If anything, the physical nature of the WNBA has decreased in recent years as more player protections and rules have been put into place. In an interview with Sports Seriously this week, Diana Taurasi attributed the increased attention on physicality to “more eyeballs on the game” but added that players who have been in the league for a decade or more would agree it’s “less physical” than ever before.

Swoopes would likely agree. During her 10th season in the league in 2006, the longtime Comets great referenced the very problem that’s still being discussed today. “As far as the physicality of it, I’m glad I’m not a referee because you just never know. Sometimes they’re calling every little bitty thing and you’ve got people complaining about that, ‘Because that’s not what the fans want to see,’” she said at the time. “Now, it’s very physical and people are complaining about that, ‘It’s too physical.

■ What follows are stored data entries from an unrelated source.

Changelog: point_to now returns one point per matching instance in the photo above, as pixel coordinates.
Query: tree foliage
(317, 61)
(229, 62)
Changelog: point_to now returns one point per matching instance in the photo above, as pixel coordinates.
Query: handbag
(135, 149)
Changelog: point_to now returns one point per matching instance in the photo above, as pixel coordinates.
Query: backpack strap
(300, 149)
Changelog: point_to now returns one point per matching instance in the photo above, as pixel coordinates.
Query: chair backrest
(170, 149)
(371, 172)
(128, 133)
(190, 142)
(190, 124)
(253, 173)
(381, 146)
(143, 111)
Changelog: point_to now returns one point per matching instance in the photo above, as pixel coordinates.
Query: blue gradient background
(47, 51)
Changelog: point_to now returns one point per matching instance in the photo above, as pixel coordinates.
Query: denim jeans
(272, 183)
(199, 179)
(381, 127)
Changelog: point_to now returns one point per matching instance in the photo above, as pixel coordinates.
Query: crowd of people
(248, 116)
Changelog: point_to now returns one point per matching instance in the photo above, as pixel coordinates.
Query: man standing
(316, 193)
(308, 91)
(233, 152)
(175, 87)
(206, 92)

That’s not what the coaches want; that’s not what the players want.’ So you’ve gotta give and take. You’ve got to give a little and take a little.”

If hard contact makes some fans uncomfortable, maybe it’s time they found another pastime. Of course, one would be hard-pressed to find a professional women’s sport that isn’t just as physical (or even more physical) than the WNBA; American soccer star Heather O’Reilly once praised Abby Wambach as her “dream player” after the latter had her head stapled back together while still on the pitch. Even a sport that’s often considered “feminine” can demand a perseverance and grid that would test the hardest NFL player (just ask gymnast Kerri Strug).

Or maybe it’s time for women’s basketball fans to leap into 2025, a moment in space and time in which we recognize professional female athletes go just as hard as their male counterparts – and we can finally stop wringing our hands and enjoy every aspect of the game, even the hits.